For all intents and purposes, unless you are using a method that can take advantage of the observation weights that come out of
voom(), "voom transformed data" is essentially just "log2cpm" with a small prior count (0.5).
The problem with that is that you will have more variance around the lower expression values of your log2cpm data with such a small prior count, but your downstream analyses tools will likely expect data to more homoscedastic.
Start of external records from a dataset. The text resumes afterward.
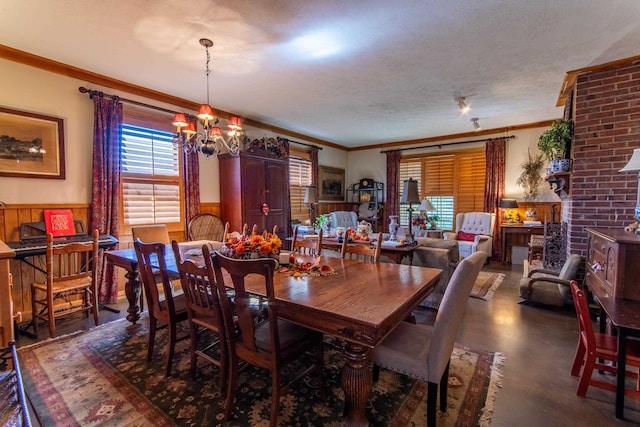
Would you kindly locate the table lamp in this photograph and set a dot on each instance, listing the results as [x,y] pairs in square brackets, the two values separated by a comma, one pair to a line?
[410,197]
[311,198]
[634,165]
[508,204]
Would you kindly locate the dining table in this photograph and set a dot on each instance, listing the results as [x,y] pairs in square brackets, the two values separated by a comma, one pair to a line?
[357,302]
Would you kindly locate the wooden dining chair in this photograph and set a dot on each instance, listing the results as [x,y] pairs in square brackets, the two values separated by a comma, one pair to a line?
[595,348]
[206,227]
[362,251]
[70,283]
[304,246]
[165,308]
[270,344]
[424,352]
[203,309]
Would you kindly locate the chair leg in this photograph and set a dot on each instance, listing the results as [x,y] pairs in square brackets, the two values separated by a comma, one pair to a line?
[444,383]
[432,397]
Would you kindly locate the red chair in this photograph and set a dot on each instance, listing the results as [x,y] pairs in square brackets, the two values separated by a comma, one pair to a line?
[594,348]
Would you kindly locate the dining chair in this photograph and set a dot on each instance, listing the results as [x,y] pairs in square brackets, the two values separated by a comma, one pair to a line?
[69,285]
[203,309]
[362,251]
[164,307]
[595,348]
[304,246]
[206,227]
[424,352]
[270,344]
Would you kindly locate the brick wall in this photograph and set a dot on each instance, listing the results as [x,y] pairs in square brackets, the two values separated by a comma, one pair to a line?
[607,129]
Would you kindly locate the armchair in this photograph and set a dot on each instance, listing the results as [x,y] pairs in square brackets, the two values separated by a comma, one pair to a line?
[550,287]
[474,232]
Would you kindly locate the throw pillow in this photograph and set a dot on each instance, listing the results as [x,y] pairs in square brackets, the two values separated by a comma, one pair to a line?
[469,237]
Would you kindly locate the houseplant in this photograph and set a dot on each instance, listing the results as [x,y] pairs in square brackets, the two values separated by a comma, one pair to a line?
[531,175]
[553,144]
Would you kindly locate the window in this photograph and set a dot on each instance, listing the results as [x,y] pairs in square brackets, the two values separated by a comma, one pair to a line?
[151,185]
[453,182]
[299,179]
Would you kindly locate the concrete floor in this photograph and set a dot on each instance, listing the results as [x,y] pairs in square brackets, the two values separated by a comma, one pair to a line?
[538,344]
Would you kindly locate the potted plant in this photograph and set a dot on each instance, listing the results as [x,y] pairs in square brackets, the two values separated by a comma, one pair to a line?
[531,175]
[553,144]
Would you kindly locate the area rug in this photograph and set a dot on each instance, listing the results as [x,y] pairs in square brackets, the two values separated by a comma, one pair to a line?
[101,378]
[486,284]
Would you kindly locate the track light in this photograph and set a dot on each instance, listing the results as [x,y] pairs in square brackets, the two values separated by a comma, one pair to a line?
[463,106]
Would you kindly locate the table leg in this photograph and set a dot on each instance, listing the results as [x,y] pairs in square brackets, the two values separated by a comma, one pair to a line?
[620,376]
[132,292]
[356,384]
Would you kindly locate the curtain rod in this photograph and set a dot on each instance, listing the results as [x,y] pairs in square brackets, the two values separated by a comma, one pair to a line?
[447,143]
[93,93]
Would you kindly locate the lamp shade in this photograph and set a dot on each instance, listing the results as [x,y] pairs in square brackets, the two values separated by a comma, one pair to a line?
[508,204]
[310,195]
[634,163]
[410,194]
[426,205]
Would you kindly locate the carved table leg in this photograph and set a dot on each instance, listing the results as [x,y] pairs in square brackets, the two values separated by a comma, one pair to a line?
[356,383]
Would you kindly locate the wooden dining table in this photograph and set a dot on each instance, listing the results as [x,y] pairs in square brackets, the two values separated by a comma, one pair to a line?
[360,304]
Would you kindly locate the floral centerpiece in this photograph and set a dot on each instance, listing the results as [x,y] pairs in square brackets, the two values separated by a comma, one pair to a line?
[424,221]
[248,247]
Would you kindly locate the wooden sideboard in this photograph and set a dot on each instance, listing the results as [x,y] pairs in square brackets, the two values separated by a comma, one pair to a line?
[6,305]
[612,266]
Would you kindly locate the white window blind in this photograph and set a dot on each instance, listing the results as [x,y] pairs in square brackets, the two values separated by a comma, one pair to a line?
[299,179]
[150,177]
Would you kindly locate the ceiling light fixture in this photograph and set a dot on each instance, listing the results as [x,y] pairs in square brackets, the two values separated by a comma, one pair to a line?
[463,106]
[210,141]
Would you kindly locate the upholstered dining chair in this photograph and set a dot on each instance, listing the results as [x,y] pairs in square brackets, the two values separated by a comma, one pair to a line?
[424,352]
[70,283]
[206,227]
[165,308]
[311,246]
[361,251]
[594,348]
[203,309]
[270,344]
[550,287]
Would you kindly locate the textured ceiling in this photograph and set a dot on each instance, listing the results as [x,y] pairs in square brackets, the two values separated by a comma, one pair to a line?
[355,72]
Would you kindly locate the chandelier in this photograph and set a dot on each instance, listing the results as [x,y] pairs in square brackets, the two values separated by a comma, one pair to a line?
[210,142]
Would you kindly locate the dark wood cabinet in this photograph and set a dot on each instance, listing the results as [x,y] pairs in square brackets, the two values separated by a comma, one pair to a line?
[612,266]
[247,183]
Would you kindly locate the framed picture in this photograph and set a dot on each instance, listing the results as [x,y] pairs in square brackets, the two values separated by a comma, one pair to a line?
[331,183]
[31,145]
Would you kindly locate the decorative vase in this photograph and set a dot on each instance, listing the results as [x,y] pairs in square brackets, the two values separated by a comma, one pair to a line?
[393,227]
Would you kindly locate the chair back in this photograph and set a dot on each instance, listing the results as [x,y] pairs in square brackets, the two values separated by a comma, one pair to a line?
[570,268]
[198,285]
[476,222]
[587,335]
[450,313]
[71,262]
[306,246]
[237,270]
[152,266]
[151,233]
[206,227]
[361,251]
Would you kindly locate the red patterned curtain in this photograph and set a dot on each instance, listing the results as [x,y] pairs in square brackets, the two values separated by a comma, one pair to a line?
[495,155]
[191,184]
[392,204]
[105,187]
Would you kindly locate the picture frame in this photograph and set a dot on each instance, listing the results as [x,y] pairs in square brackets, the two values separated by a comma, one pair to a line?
[331,183]
[31,145]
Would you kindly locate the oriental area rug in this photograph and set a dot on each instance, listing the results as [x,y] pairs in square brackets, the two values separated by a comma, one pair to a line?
[101,378]
[486,284]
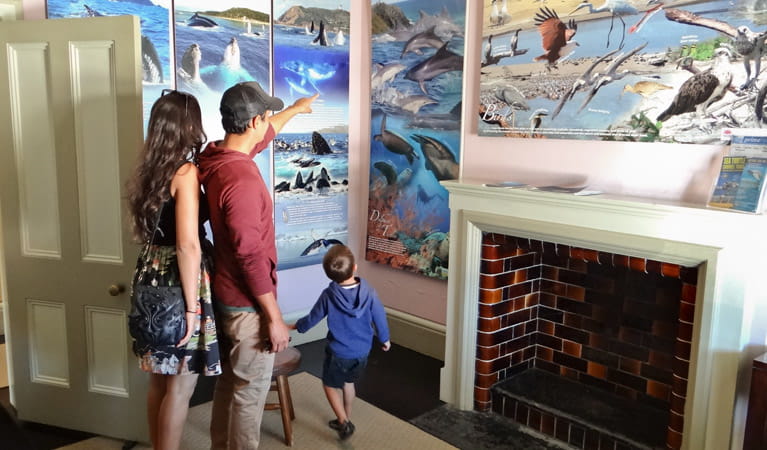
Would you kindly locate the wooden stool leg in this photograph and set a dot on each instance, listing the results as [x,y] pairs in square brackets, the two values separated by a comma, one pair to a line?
[285,408]
[290,401]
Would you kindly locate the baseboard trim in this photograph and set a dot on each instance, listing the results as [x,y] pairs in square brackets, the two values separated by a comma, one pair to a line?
[417,334]
[407,330]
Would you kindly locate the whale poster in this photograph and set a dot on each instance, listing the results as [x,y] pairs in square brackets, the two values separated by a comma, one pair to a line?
[311,154]
[220,44]
[416,90]
[621,70]
[156,37]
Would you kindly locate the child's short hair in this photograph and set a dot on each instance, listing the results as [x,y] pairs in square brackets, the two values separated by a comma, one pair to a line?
[338,263]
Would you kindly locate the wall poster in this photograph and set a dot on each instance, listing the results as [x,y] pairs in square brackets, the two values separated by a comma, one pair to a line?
[416,89]
[621,70]
[311,154]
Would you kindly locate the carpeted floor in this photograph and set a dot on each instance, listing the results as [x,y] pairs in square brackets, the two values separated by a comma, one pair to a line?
[473,430]
[375,429]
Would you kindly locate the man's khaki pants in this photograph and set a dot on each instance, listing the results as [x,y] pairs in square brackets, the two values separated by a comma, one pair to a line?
[241,389]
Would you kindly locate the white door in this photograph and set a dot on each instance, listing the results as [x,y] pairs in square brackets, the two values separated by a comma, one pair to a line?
[71,126]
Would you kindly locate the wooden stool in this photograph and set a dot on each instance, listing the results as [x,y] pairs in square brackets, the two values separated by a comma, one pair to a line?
[285,362]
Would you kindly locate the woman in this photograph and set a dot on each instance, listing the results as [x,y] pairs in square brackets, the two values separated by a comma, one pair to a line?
[165,202]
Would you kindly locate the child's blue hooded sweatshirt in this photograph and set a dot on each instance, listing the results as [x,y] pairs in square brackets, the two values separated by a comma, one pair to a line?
[352,313]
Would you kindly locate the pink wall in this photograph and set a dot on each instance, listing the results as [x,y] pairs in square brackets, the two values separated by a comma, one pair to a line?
[662,171]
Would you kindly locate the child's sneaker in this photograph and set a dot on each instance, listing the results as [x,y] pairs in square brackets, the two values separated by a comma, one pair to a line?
[347,429]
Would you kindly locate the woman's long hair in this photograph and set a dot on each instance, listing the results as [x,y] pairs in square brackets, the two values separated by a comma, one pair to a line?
[174,135]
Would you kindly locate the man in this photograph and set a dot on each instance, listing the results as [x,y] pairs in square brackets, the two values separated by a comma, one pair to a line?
[245,280]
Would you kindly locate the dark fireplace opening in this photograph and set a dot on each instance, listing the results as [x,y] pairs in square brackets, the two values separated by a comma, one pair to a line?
[588,347]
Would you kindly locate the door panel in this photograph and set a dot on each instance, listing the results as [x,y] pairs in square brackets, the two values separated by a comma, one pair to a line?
[73,123]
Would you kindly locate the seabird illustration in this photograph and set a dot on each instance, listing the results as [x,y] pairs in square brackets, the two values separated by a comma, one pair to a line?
[318,245]
[512,97]
[612,74]
[700,90]
[585,80]
[750,45]
[645,88]
[555,35]
[536,118]
[616,8]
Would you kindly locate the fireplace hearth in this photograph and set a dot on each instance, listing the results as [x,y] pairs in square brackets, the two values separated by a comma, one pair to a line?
[720,329]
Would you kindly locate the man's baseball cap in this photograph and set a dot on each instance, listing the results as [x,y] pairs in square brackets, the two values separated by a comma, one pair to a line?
[246,100]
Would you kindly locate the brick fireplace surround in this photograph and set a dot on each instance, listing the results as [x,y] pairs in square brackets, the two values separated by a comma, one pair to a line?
[721,325]
[612,322]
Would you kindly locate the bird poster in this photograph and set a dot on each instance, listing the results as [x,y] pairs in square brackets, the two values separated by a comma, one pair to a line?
[311,154]
[416,89]
[622,70]
[156,37]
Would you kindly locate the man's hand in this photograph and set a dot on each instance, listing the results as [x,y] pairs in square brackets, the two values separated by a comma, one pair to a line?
[279,336]
[304,104]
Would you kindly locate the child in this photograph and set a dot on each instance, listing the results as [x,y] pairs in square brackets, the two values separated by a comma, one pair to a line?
[352,307]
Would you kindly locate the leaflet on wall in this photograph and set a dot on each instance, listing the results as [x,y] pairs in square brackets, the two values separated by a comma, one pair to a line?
[156,37]
[627,70]
[416,89]
[219,44]
[311,154]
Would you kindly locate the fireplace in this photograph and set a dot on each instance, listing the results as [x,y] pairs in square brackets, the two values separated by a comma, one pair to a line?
[710,249]
[617,328]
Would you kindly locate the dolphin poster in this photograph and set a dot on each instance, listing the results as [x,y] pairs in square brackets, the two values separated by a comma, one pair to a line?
[622,70]
[416,88]
[219,44]
[156,37]
[311,154]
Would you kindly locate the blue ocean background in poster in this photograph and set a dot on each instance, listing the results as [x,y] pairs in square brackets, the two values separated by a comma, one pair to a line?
[311,188]
[408,208]
[218,72]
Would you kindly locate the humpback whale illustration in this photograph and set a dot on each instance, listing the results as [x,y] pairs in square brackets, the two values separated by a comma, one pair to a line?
[150,62]
[339,39]
[395,143]
[387,170]
[318,245]
[322,36]
[320,145]
[90,12]
[229,71]
[189,72]
[442,61]
[439,159]
[200,21]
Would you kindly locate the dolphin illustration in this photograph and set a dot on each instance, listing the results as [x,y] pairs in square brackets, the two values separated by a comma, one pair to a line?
[395,143]
[438,121]
[442,61]
[200,21]
[387,170]
[318,245]
[320,145]
[421,40]
[90,12]
[322,37]
[150,62]
[439,159]
[385,73]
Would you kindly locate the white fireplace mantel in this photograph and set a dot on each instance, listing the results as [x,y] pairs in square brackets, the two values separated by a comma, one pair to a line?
[730,327]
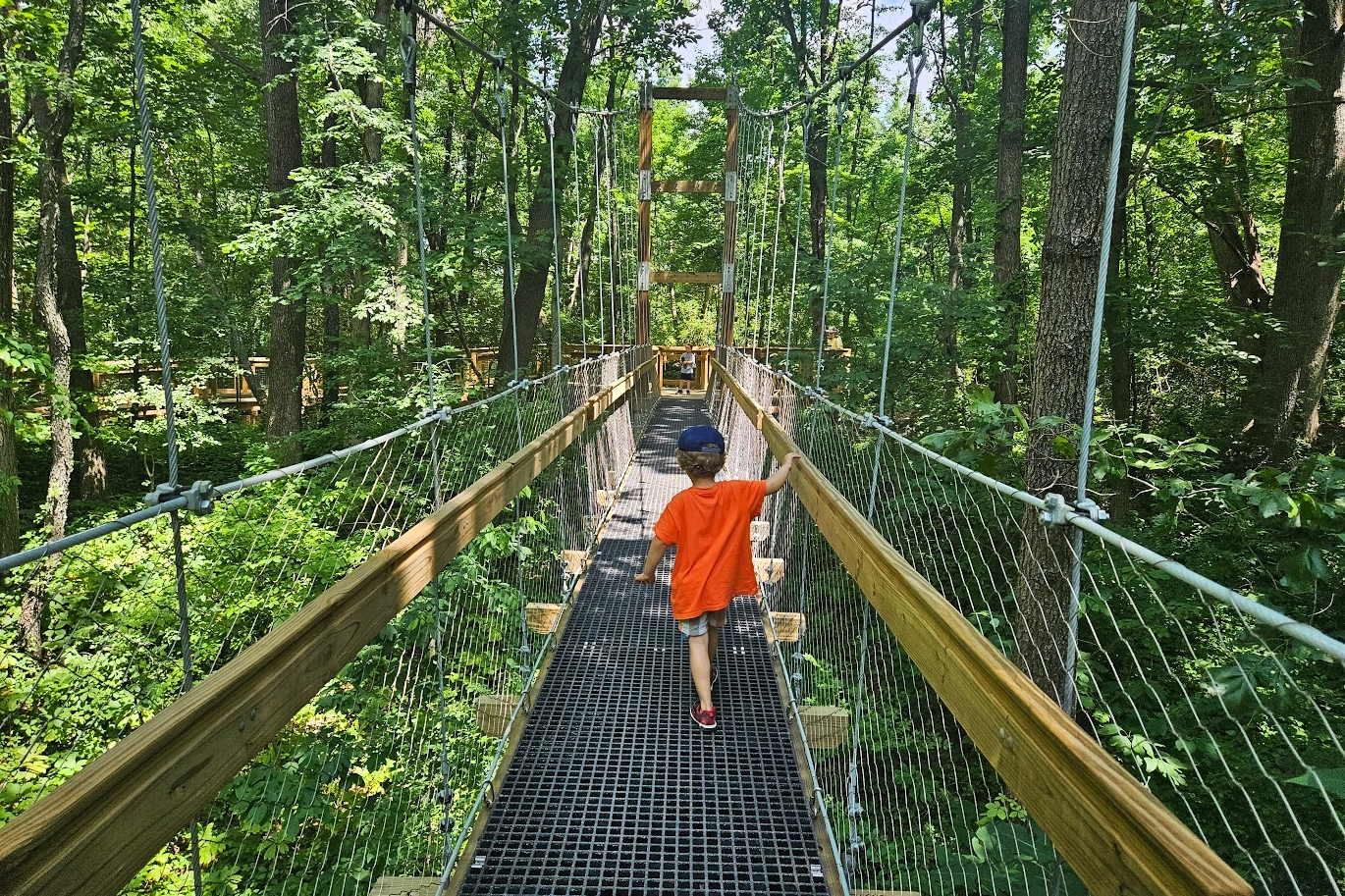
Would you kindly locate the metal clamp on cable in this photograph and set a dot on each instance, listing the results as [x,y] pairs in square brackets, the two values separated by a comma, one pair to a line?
[409,62]
[199,498]
[1057,510]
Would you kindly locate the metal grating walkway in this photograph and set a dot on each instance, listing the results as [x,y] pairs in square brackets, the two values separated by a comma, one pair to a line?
[614,789]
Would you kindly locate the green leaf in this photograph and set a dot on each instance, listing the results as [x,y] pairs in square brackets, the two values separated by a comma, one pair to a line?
[1329,779]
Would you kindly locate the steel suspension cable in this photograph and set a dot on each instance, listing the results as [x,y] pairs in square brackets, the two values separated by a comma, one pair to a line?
[1095,350]
[170,489]
[556,238]
[409,58]
[842,101]
[580,272]
[502,106]
[775,242]
[798,233]
[915,65]
[409,53]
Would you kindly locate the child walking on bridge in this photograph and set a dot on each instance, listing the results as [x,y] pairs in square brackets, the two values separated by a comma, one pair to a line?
[711,525]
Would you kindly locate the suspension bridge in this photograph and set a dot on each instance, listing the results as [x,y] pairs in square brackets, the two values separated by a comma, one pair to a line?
[418,663]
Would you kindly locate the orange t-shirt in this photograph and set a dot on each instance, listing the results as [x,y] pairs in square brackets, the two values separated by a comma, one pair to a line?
[712,529]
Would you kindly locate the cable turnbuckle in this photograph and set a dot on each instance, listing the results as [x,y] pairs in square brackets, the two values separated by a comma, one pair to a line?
[200,497]
[1056,510]
[873,421]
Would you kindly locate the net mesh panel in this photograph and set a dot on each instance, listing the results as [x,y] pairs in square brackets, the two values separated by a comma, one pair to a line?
[614,787]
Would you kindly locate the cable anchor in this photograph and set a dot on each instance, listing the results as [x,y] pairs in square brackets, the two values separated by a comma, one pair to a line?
[199,498]
[1056,510]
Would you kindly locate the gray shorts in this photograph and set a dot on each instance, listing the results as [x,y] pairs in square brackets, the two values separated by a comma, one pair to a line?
[702,623]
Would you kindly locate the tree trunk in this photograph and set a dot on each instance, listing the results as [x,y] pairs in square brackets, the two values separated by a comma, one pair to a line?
[1287,387]
[1227,214]
[1064,326]
[1007,256]
[1116,314]
[959,226]
[534,254]
[288,312]
[93,467]
[53,117]
[8,445]
[331,297]
[371,89]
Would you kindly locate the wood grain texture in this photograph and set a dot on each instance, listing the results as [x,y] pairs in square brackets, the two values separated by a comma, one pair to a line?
[1112,831]
[98,829]
[702,94]
[689,185]
[711,278]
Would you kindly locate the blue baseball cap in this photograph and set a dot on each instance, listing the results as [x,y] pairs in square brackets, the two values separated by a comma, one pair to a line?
[706,439]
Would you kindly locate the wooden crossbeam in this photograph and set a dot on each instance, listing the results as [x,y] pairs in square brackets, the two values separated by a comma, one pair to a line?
[704,94]
[689,185]
[98,829]
[686,276]
[1116,835]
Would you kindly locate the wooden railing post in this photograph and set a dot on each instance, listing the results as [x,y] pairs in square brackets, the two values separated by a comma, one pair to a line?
[1116,835]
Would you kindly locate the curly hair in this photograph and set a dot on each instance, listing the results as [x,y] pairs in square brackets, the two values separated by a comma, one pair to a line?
[700,464]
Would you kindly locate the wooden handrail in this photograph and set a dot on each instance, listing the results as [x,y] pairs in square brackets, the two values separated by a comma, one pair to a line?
[97,830]
[1116,835]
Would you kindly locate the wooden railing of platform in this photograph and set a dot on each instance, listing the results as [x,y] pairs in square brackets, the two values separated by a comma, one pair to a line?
[1116,835]
[97,830]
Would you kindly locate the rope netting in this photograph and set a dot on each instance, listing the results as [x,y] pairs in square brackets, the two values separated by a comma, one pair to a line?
[1233,724]
[271,545]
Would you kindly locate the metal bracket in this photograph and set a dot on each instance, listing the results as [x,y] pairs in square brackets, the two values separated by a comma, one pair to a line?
[1057,510]
[200,497]
[873,421]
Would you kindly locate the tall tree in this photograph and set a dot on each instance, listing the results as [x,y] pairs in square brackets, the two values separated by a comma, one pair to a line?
[1287,388]
[535,252]
[959,86]
[51,104]
[1007,254]
[284,153]
[1064,325]
[8,446]
[91,467]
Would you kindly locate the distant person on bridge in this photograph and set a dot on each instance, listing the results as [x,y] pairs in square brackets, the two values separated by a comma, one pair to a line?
[687,369]
[711,525]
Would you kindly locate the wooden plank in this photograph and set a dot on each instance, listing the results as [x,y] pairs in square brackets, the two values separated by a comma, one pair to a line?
[701,94]
[770,569]
[405,887]
[542,617]
[1116,835]
[98,829]
[494,712]
[826,726]
[689,185]
[711,278]
[788,627]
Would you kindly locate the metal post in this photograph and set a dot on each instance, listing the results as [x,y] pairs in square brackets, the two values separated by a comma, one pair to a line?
[643,236]
[730,216]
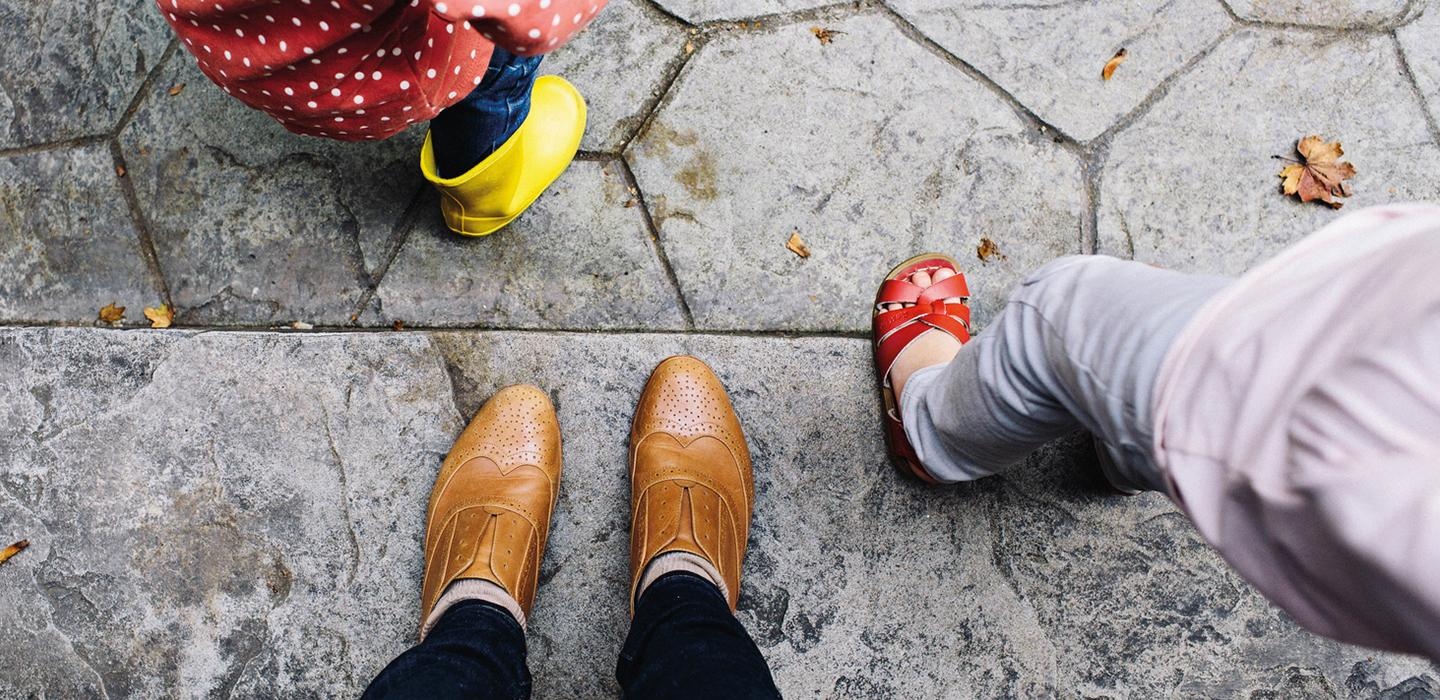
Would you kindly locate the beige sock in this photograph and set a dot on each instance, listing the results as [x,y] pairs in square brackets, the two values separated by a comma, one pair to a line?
[680,562]
[473,589]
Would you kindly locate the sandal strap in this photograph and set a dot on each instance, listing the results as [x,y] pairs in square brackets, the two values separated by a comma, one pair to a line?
[899,336]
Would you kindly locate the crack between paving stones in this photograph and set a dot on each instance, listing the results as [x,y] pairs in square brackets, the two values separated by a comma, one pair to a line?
[144,88]
[1414,87]
[54,146]
[1159,92]
[141,222]
[343,330]
[655,244]
[403,226]
[344,499]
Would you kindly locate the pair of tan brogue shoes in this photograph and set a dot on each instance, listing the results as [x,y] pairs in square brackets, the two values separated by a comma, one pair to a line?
[691,487]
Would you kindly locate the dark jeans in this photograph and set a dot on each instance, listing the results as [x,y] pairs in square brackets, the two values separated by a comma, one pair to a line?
[470,130]
[683,644]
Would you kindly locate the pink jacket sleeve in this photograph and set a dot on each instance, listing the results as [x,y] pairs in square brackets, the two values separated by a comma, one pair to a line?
[526,28]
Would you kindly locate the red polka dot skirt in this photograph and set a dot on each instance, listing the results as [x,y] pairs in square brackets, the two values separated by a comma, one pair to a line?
[356,69]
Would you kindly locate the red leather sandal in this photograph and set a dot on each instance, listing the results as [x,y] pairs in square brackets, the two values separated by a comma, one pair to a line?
[894,330]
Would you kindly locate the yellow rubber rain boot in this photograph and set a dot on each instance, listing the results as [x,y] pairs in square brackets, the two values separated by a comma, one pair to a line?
[504,185]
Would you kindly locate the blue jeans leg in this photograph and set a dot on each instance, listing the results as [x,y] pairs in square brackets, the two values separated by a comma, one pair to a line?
[475,650]
[470,130]
[686,644]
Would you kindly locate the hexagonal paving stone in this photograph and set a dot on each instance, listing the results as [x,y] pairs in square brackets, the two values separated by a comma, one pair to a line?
[579,258]
[68,245]
[1423,54]
[1050,55]
[1194,183]
[710,10]
[255,225]
[619,64]
[71,69]
[871,147]
[1325,13]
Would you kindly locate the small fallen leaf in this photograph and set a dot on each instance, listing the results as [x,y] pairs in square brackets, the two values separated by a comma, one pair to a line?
[1318,175]
[797,245]
[111,313]
[1110,65]
[160,317]
[825,35]
[13,549]
[988,251]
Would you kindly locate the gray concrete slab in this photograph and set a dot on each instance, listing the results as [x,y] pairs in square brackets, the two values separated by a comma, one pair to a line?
[1326,13]
[1422,51]
[71,69]
[255,225]
[68,245]
[581,258]
[768,133]
[621,64]
[714,10]
[1194,185]
[1050,55]
[241,513]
This is OK for voom, because the weights are incorporated in the analysis, but they are likely not in your KNN procedure, or whatever else you want to throw at it.
As you call
edgeR::cpm(y, log = TRUE, prior.count = N) with larger and larger values of
N you will "hammer out" more and more the variance at the low end of expression, and you will find that it is often suggested on this support form to use a value for
prior.count between 3 and 5 to get your data "approximately" where you want it to be prior to feeding it into some clustering, pca, or whatever else algorithm you choose to run -- so you should prefer to use this approach as opposed to the "voomed"
Another approach is to use the output from the
vst (variance stabilization transform) method found in the DESeq2 package to do the same. Perhaps you can think of the
vst transformation in DESeq2 as similar to the
edgeR::cpm(y, log = TRUE, prior.count = N) but the value of
N isn't constant throughout, which is to say that its value adapts in some smart way within the vst procedure itself.